I never saw Wasim again. I imagine he’s doing okay. I hung out with Ranjeet for a while, but we started to annoy each other, and after I went to university we lost all contact. All we talked about was Fung’s, and when there wasn’t anything else about Fung’s left to talk about, we didn’t have much to say. I saw Leena on and off that summer. She got a job in a family greengrocer’s. I have no idea what became of her. She was the first girl who let me touch her breasts.

And where did Mr Fung go then? What’s he doing now? I’ve asked around. No-one seems to know. He wasn’t the kind of man you keep in touch with.

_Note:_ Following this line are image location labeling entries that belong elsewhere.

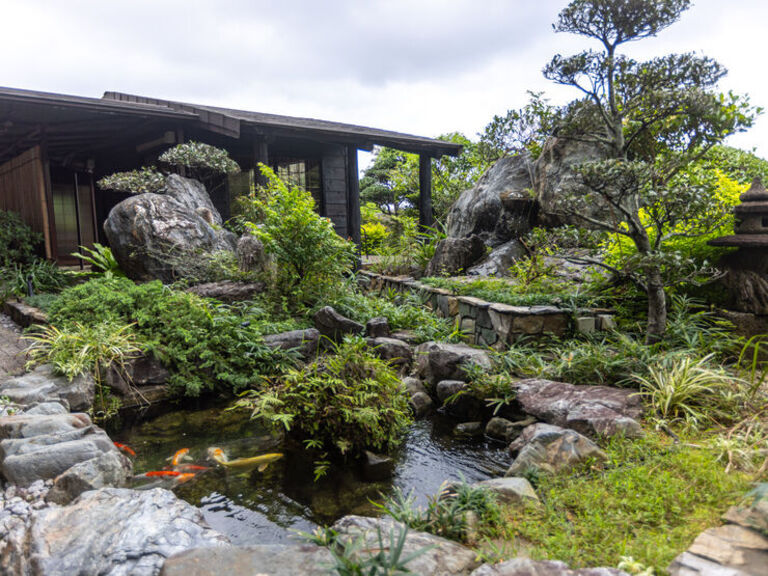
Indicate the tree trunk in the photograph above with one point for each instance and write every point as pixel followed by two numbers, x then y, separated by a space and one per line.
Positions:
pixel 657 308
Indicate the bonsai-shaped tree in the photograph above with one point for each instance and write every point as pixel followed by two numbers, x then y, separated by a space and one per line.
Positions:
pixel 200 160
pixel 652 119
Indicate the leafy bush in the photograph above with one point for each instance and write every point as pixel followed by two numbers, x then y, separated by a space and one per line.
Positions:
pixel 80 349
pixel 143 181
pixel 18 242
pixel 347 402
pixel 203 346
pixel 42 275
pixel 310 258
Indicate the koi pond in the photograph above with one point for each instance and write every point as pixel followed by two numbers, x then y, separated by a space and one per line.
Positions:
pixel 260 507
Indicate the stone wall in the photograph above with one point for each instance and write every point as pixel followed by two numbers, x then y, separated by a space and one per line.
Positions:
pixel 491 323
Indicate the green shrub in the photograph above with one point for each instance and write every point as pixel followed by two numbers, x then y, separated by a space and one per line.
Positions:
pixel 346 402
pixel 204 346
pixel 18 243
pixel 309 257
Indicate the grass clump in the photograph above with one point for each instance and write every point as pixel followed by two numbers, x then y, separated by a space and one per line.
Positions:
pixel 649 503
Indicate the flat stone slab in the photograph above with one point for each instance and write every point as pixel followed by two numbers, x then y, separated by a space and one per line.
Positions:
pixel 441 558
pixel 274 560
pixel 590 410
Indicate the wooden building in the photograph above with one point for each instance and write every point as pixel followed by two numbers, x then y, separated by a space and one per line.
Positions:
pixel 54 147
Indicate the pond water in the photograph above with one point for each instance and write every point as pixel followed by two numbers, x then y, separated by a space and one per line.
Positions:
pixel 265 507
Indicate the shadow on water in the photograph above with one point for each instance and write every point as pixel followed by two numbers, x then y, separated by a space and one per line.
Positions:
pixel 266 507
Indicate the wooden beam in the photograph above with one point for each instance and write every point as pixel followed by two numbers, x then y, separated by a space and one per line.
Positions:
pixel 425 191
pixel 354 219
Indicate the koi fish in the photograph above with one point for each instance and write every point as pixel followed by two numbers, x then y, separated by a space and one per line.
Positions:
pixel 179 456
pixel 258 462
pixel 193 467
pixel 125 448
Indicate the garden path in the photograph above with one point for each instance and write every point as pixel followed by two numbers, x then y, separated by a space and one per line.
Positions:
pixel 11 349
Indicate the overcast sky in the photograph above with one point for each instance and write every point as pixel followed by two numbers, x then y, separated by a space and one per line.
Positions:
pixel 421 66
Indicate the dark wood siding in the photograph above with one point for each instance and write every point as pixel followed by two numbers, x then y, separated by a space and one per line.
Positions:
pixel 22 190
pixel 335 188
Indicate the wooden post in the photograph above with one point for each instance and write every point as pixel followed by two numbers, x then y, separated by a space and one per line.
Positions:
pixel 354 219
pixel 260 155
pixel 425 191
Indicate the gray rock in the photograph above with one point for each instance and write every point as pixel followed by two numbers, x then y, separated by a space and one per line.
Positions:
pixel 192 195
pixel 377 327
pixel 50 460
pixel 377 466
pixel 510 490
pixel 444 558
pixel 421 404
pixel 555 179
pixel 43 385
pixel 394 351
pixel 591 410
pixel 271 560
pixel 551 449
pixel 335 326
pixel 455 255
pixel 528 567
pixel 499 261
pixel 109 469
pixel 144 230
pixel 27 426
pixel 305 342
pixel 468 429
pixel 499 207
pixel 116 532
pixel 729 549
pixel 228 290
pixel 46 409
pixel 438 361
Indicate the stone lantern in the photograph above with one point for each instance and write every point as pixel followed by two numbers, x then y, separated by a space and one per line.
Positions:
pixel 747 268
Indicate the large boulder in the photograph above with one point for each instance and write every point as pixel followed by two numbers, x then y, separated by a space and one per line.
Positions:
pixel 265 560
pixel 439 557
pixel 499 207
pixel 161 236
pixel 455 255
pixel 555 179
pixel 114 531
pixel 591 410
pixel 543 448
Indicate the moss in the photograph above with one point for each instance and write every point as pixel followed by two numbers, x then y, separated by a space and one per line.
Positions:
pixel 650 502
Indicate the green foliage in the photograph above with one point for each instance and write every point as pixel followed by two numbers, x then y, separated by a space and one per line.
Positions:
pixel 649 502
pixel 205 346
pixel 86 349
pixel 403 311
pixel 18 242
pixel 100 258
pixel 43 275
pixel 142 181
pixel 310 258
pixel 200 157
pixel 448 513
pixel 347 402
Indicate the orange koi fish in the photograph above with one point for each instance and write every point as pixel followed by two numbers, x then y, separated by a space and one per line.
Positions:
pixel 125 448
pixel 179 456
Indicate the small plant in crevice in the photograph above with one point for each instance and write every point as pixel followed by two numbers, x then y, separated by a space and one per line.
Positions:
pixel 86 349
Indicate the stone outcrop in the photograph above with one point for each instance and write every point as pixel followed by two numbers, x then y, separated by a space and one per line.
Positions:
pixel 436 361
pixel 455 255
pixel 441 557
pixel 116 531
pixel 161 236
pixel 551 449
pixel 590 410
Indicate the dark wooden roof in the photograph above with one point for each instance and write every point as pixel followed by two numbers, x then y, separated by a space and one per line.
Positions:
pixel 362 136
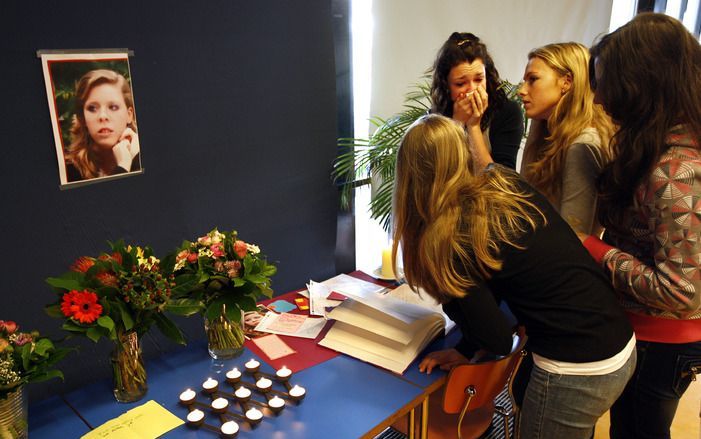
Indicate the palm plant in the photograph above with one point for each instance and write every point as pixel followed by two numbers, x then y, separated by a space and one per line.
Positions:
pixel 363 161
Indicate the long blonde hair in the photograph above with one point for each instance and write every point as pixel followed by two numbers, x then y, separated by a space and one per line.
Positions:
pixel 81 152
pixel 548 141
pixel 451 223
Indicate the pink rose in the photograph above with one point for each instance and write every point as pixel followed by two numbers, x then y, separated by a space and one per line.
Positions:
pixel 240 249
pixel 217 250
pixel 8 326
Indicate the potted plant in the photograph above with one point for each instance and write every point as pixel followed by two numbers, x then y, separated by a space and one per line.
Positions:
pixel 371 161
pixel 118 295
pixel 220 276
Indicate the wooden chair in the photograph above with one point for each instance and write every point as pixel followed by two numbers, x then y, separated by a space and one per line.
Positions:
pixel 471 389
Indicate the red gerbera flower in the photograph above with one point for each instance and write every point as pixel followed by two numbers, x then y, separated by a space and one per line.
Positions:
pixel 82 264
pixel 68 301
pixel 85 308
pixel 108 279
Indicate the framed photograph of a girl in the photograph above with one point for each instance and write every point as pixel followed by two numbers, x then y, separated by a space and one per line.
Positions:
pixel 93 116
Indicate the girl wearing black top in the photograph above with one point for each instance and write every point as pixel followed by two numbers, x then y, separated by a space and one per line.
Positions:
pixel 470 239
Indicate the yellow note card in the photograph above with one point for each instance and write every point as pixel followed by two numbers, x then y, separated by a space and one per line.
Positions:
pixel 148 421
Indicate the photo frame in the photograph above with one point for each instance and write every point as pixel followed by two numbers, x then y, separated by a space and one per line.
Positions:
pixel 93 115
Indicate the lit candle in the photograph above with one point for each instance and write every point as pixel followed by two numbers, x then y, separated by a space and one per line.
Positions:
pixel 188 397
pixel 254 415
pixel 233 376
pixel 242 393
pixel 210 386
pixel 219 405
pixel 229 429
pixel 386 270
pixel 195 417
pixel 252 365
pixel 297 392
pixel 264 384
pixel 283 373
pixel 276 404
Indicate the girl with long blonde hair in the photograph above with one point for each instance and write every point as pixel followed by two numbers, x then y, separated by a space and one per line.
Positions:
pixel 568 141
pixel 470 239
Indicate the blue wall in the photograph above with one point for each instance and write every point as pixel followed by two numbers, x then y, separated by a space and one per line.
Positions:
pixel 237 123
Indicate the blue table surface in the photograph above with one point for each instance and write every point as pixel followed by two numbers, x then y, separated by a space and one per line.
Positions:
pixel 345 397
pixel 52 418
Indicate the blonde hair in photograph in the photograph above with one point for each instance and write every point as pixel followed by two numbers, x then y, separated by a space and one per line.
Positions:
pixel 450 222
pixel 548 141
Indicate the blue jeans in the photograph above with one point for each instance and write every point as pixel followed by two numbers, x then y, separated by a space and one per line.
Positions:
pixel 568 406
pixel 648 404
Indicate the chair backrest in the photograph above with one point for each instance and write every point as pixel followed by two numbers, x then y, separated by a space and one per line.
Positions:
pixel 486 380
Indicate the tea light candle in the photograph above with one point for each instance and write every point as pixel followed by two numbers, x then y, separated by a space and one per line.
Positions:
pixel 243 393
pixel 264 384
pixel 195 417
pixel 219 405
pixel 229 429
pixel 276 404
pixel 188 397
pixel 254 415
pixel 233 376
pixel 283 373
pixel 386 271
pixel 297 392
pixel 252 365
pixel 210 386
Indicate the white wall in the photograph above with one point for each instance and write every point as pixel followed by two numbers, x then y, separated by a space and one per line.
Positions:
pixel 408 33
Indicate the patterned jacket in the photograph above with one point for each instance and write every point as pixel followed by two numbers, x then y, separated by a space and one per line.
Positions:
pixel 656 268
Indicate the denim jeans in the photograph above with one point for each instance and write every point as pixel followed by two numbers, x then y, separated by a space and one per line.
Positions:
pixel 568 406
pixel 648 404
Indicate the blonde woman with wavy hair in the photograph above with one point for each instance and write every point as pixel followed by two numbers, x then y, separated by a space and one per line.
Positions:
pixel 568 141
pixel 104 139
pixel 471 240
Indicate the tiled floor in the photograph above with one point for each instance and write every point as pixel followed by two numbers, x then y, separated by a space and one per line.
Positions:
pixel 686 422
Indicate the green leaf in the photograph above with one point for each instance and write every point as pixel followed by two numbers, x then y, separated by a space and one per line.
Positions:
pixel 185 307
pixel 94 334
pixel 64 284
pixel 54 311
pixel 169 329
pixel 106 322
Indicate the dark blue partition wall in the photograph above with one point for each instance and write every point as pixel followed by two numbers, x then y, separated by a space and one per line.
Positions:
pixel 237 120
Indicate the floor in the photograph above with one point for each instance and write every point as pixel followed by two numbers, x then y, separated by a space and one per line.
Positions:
pixel 686 422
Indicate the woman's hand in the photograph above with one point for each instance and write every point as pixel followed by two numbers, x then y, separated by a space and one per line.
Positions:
pixel 126 149
pixel 470 107
pixel 445 360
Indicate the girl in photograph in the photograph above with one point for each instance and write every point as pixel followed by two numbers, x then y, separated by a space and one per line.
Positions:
pixel 647 76
pixel 470 239
pixel 104 139
pixel 466 87
pixel 568 140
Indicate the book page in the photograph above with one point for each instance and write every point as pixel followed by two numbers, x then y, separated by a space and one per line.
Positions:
pixel 422 298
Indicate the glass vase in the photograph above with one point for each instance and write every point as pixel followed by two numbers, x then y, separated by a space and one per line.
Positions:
pixel 13 414
pixel 224 337
pixel 128 372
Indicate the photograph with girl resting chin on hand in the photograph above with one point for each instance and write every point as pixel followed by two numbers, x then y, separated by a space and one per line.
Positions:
pixel 94 105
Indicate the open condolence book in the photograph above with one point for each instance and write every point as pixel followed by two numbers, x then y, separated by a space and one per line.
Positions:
pixel 388 330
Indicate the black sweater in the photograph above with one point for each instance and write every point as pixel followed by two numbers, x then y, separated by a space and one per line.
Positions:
pixel 554 288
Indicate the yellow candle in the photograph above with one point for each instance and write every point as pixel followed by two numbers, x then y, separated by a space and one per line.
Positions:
pixel 387 263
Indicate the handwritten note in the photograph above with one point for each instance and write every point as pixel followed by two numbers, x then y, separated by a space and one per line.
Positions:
pixel 273 346
pixel 148 421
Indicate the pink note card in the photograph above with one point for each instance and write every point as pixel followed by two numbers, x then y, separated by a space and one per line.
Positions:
pixel 286 322
pixel 273 346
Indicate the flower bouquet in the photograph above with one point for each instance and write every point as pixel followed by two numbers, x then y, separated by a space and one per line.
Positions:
pixel 220 276
pixel 119 296
pixel 25 357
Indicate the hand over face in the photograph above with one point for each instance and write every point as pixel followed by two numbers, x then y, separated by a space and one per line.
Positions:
pixel 469 107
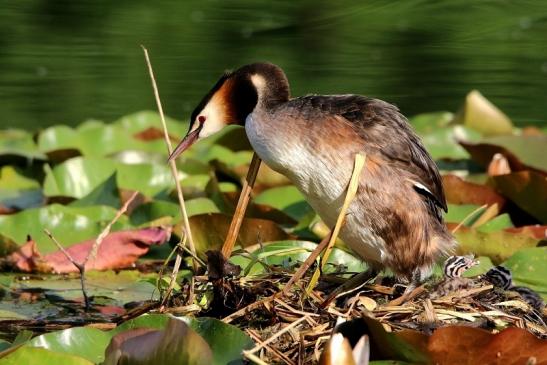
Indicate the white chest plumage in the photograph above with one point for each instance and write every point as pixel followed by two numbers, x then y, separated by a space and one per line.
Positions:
pixel 320 181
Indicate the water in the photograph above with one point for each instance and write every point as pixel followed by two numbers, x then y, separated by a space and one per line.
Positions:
pixel 67 61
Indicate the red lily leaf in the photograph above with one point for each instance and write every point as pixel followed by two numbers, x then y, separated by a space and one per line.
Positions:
pixel 118 250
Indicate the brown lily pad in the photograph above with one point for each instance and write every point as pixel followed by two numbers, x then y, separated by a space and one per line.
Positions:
pixel 118 250
pixel 459 191
pixel 527 189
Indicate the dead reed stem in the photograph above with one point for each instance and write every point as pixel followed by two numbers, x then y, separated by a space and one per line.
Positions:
pixel 94 249
pixel 358 165
pixel 242 203
pixel 180 195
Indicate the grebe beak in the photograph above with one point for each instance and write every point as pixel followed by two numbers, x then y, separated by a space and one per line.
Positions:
pixel 186 142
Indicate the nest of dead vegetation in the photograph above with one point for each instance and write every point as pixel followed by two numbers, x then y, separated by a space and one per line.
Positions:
pixel 294 328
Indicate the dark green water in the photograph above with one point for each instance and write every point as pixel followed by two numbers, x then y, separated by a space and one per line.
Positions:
pixel 66 61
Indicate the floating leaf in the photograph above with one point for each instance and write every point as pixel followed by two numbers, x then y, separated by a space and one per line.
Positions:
pixel 154 210
pixel 529 268
pixel 497 245
pixel 444 142
pixel 454 344
pixel 140 121
pixel 175 344
pixel 86 342
pixel 467 213
pixel 17 145
pixel 429 122
pixel 118 250
pixel 68 224
pixel 18 191
pixel 481 115
pixel 498 223
pixel 287 199
pixel 459 191
pixel 210 230
pixel 226 341
pixel 526 189
pixel 79 176
pixel 290 253
pixel 521 152
pixel 34 355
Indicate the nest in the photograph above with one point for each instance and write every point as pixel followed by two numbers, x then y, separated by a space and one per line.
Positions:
pixel 294 328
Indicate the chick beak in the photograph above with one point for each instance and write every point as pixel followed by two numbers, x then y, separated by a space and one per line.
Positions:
pixel 186 142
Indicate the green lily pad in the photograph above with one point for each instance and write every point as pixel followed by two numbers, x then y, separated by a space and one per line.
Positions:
pixel 529 268
pixel 18 191
pixel 289 253
pixel 106 193
pixel 77 341
pixel 176 344
pixel 287 199
pixel 498 245
pixel 80 176
pixel 68 224
pixel 429 122
pixel 137 122
pixel 468 212
pixel 149 212
pixel 481 115
pixel 121 287
pixel 443 142
pixel 4 345
pixel 17 142
pixel 35 355
pixel 496 224
pixel 210 230
pixel 527 189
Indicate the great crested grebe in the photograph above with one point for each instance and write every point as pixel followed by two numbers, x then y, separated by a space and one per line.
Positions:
pixel 395 220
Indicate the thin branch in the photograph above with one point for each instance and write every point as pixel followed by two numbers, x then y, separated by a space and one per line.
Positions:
pixel 307 264
pixel 242 203
pixel 94 249
pixel 80 267
pixel 276 335
pixel 358 165
pixel 180 195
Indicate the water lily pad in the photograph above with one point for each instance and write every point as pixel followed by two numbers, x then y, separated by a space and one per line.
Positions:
pixel 287 199
pixel 209 231
pixel 177 343
pixel 77 341
pixel 429 122
pixel 468 212
pixel 481 115
pixel 443 142
pixel 529 269
pixel 17 143
pixel 498 223
pixel 18 191
pixel 137 122
pixel 154 210
pixel 68 224
pixel 498 245
pixel 35 355
pixel 527 189
pixel 79 176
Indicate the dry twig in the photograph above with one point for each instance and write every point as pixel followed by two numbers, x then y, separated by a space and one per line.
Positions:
pixel 180 196
pixel 353 184
pixel 242 203
pixel 94 249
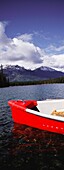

Was he married? Did he have a family? Where did he even come from? No-one seems to know that either. Sometimes I wish I’d talked to him, asked him more questions.

The story of Mr Fung’s Superway has since become a textbook case of mismanagement at a senior level, of doomed market strategy. It is studied in business studies seminars, held up as an extreme example of how a franchise can go badly wrong if chains of command are not adhered to and oversight not maintained. CEOs talk about ‘doing a Fung.’ Consumer watchdogs use it to explain the collapse of accountability structures. Health and safety panels do slideshows about it, pointing out the lack of fire extinguishers and flagrant disregard for safety signs.

Those little men, those little women. I can only pity them. I know how it really was. I lived through the glory days.


I drove past Fung’s a few days ago. Of course, it isn’t Fung’s now. I drove past Fung’s, and then left it behind. I could have stopped, but what would have been the point? You can stop, but you can’t go back.